Agent receives an image from the environment, which is parsed into a set of extracted objects. Then model learns a set of rules – schemas, which reflect logical interconnection between objects’ properties, actions and rewards. Each schema, as a logical AND function, predicts some binary property of the objects of certain type, using information about properties of other objects and actions from past observations.
It is possible to represent this interconnection as a factor graph. A variable node in this graph is either a property of some object, potentially achievable reward or action. Factors are schemas, that have input and output nodes. The edges indicate the presence of a causal relationship between the objects and events. An agent can find a node with a positive reward in future time layers of this graph and plan actions to reach it.
Each pixel of image is considered as entity.
DSN model learns dynamics of the environment in terms of schema vectors and, from some point of view, represents both transition and reward functions of the environment.
During interaction with the environment agent stores unique transitions in replay buffer. Using this data, MIP is solved to predict changes in states in self-supervised manner.

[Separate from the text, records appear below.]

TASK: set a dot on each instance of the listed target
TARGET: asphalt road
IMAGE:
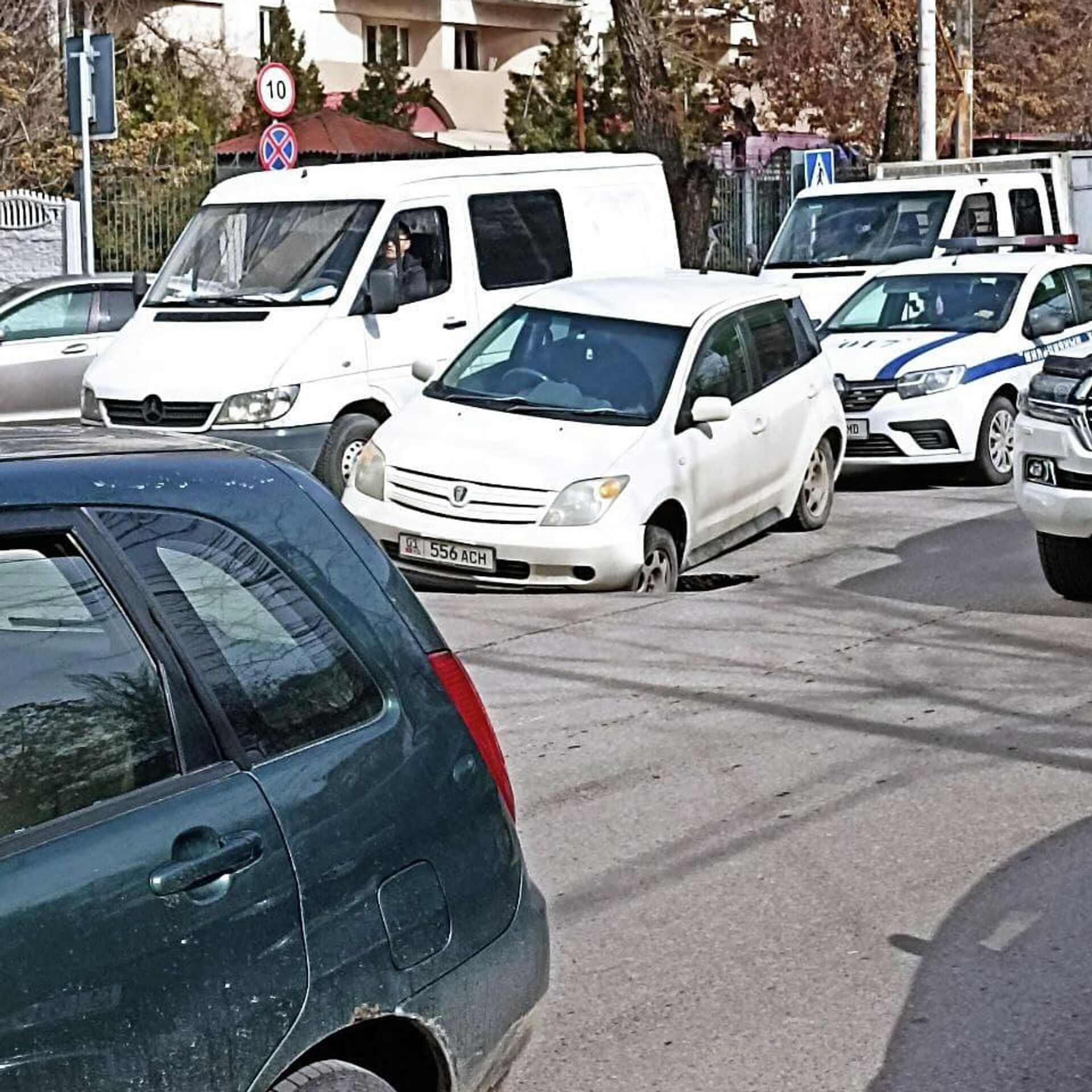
(826, 829)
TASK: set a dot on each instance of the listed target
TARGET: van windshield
(861, 229)
(968, 303)
(264, 255)
(572, 367)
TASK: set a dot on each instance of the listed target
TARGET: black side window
(282, 673)
(82, 713)
(978, 217)
(116, 308)
(520, 238)
(774, 341)
(721, 369)
(417, 246)
(1027, 212)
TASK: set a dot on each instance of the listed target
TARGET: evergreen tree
(288, 49)
(541, 109)
(388, 96)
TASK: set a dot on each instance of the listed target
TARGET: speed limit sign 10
(276, 90)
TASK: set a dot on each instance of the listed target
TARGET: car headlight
(89, 406)
(584, 503)
(256, 408)
(369, 472)
(933, 382)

The purpose of planning is to find a sequence of actions that will lead to positive reward. The planning process consists of several stages:
- Forward pass builds factor graph of potentially reachable nodes;
- A set of target reward nodes are selected;
- Sequence of actions that will activate target node are planned.
The model was evaluated on the Atari Breakout game, highest possible reward for episode was 36.
Total reward per episode of DSN on standard Breakout. Averaged over 5 runs.
Agent did not managed to knock down completely all bricks in part of episodes, because after destroying some part of them to the top wall, it could not longer detect future reward and hence plan actions.
A distinctive feature of the DSN is transfer of the trained model to environments with similar dynamics. We evaluated the model, trained in the previous experiment, on the same environment but with two balls. Results of transfer without additional training show similar average score.
DSN performance after zero-shot transfer. Averaged over 5 runs.
We compared DSN model to DQN. DQN needs significantly more time steps to reach equal performance.
DQN performance on standard Breakout. Single run, rolling mean with window size = 5.